Reports of spyware use on key witness roil Netanyahu trial
ABC News
Israeli media reports say police have used sophisticated spyware against a key witness in the corruption trial of former Israeli Prime Minister Benjamin Netanyahu
TEL AVIV, Israel -- Israeli police allegedly used sophisticated spyware against a key witness in the corruption trial of former Israeli Prime Minister Benjamin Netanyahu, Israeli media reported, jolting the trial and shining a light on a contentious Israeli-developed surveillance tool.
Netanyahu is in the midst of a lengthy corruption trial over charges of fraud, breach of trust and accepting bribes in three separate cases. In the initial report by Israeli Channel 13 last week, police were said to have used spyware to collect information off the witness' phone without first obtaining authorization, sparking an uproar.
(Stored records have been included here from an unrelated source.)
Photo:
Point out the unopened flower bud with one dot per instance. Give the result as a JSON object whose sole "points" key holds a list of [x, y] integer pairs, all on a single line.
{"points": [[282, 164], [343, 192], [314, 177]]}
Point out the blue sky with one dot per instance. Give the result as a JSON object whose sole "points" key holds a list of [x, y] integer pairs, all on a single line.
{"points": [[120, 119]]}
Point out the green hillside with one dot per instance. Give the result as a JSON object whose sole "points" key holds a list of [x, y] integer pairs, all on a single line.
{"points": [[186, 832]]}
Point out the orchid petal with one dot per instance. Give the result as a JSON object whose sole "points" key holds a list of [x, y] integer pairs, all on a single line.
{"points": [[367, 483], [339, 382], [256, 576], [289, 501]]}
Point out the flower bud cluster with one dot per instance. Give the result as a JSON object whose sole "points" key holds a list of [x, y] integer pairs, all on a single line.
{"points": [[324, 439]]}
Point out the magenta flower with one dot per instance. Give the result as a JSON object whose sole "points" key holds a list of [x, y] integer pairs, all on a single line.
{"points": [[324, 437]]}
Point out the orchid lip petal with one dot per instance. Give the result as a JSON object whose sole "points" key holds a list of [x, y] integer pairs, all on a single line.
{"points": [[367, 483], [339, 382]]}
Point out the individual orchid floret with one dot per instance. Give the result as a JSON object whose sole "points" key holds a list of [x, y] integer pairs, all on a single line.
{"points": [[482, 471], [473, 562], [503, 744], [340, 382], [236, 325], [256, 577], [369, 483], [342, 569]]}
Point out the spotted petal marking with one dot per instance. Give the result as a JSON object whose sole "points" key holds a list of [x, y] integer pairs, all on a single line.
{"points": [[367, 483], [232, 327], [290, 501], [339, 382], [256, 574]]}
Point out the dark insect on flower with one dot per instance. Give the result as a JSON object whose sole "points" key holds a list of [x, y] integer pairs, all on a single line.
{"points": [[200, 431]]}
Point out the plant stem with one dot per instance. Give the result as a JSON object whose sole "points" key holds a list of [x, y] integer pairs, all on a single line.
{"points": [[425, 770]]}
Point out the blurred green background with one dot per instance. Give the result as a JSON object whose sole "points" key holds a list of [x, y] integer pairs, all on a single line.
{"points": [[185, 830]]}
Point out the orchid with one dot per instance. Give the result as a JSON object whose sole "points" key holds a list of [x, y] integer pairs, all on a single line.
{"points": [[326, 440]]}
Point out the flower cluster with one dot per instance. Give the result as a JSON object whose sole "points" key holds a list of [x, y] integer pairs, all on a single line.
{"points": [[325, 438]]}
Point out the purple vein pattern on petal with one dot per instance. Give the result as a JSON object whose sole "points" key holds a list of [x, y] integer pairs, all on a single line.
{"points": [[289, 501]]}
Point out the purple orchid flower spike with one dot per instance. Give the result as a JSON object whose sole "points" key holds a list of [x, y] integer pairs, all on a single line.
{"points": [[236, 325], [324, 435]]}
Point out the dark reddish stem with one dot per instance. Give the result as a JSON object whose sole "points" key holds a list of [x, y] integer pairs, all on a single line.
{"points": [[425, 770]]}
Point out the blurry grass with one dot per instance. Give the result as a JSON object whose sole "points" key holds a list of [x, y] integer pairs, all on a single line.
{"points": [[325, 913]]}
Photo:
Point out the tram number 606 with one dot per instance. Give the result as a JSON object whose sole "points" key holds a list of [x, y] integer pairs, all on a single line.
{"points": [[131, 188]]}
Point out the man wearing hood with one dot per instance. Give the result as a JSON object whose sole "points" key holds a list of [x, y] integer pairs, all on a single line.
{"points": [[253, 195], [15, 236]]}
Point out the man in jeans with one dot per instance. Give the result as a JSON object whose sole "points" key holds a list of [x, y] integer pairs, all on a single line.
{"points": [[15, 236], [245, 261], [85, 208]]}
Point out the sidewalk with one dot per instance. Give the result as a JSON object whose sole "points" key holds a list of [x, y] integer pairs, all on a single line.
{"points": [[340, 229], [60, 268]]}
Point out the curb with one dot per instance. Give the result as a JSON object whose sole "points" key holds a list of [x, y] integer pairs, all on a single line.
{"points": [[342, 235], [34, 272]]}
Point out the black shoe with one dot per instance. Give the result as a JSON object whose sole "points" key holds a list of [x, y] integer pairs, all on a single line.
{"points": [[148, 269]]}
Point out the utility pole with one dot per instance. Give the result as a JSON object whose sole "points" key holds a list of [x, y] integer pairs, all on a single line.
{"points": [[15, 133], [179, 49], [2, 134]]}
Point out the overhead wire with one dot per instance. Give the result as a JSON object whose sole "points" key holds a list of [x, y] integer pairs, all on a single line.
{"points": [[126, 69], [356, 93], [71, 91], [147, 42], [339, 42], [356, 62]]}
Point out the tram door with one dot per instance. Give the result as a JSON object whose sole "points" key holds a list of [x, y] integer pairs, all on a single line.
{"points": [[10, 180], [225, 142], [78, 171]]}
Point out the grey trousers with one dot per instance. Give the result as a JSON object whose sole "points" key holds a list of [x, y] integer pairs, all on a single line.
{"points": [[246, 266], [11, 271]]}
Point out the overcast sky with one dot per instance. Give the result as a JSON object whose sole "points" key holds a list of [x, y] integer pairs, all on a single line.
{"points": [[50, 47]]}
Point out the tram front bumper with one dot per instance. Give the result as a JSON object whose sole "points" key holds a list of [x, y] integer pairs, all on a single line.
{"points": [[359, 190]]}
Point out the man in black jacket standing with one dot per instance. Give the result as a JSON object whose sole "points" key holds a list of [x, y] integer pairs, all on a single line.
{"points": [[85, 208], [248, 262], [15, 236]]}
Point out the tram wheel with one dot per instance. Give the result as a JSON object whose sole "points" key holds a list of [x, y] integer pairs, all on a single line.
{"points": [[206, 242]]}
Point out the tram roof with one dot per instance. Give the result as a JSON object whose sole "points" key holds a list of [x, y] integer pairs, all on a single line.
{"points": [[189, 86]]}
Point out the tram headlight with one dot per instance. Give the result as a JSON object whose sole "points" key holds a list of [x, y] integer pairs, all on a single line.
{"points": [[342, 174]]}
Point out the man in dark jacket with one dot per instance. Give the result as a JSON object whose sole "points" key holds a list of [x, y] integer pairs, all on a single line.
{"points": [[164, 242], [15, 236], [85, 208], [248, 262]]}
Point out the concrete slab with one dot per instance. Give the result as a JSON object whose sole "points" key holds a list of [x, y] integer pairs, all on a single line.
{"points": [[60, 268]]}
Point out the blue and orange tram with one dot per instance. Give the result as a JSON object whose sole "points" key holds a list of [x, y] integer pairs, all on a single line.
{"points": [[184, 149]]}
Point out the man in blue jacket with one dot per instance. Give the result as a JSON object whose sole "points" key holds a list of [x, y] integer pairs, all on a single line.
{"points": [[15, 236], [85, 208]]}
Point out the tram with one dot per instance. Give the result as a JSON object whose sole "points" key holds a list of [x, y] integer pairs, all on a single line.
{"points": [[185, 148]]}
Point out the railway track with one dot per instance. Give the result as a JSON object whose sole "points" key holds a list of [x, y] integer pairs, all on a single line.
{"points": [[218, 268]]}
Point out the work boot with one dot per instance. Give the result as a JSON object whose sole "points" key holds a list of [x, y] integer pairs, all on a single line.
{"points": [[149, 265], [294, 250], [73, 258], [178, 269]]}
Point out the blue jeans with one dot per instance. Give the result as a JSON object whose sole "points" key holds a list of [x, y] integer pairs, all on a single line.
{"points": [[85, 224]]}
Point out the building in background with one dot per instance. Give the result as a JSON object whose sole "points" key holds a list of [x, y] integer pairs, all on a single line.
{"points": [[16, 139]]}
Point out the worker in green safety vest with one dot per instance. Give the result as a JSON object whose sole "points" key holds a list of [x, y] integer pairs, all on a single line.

Netanyahu's lawyers have demanded answers from the state about what was gathered and how. The report has reenergized Netanyahu's supporters, who have long seen the trial as part of a conspiracy to topple the polarizing former leader. Even Netanyahu’s political opponents are outraged.
“This is an earthquake that would justify a governmental commission of inquiry,” Cabinet Minister Tamar Zandberg, who sits in the coalition that ousted Netanyahu last year, told Israeli Army Radio Sunday. That the spyware was likely Israeli-developed was a “point of shame,” she said.